Problem Statement
Understanding and simulating the dynamics of social networking platforms present a significant challenge, given the complex interactions and vast data involved. Developing an application that can effectively model these interactions, such as friend relationships, content filtering, and search functionalities, requires sophisticated algorithms and data structures to handle the intricate, large-scale data efficiently and accurately.
How my Project Solves it
Conceptualized and implemented a Java-based application designed to accurately simulate the complex dynamics of social networking platforms. The application includes a variety of features that enhance the user experience and provide deep insights into network behavior. These features include efficient user search, autocomplete and exact match functionalities, mutual friends identification, minimum friendship paths calculation, top trending hashtags ranking, and advanced filter-based search enhancements. Additionally, the application incorporates a friend suggestion algorithm to further mimic social network interactions.

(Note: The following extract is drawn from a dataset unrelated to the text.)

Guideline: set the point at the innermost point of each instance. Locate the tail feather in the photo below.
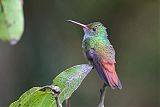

To manage the complex data effectively, the application utilizes major data structures such as Tries for rapid text searches and autocompletion, Graphs for managing relationships and path calculations, Priority Queues (Max-Heap) for sorting and retrieving top elements like trending hashtags, and HashMaps and HashSets for efficient data lookup and uniqueness checks. Regular Expressions are used to enhance search capabilities and filter operations, providing a robust and realistic simulation of social network dynamics.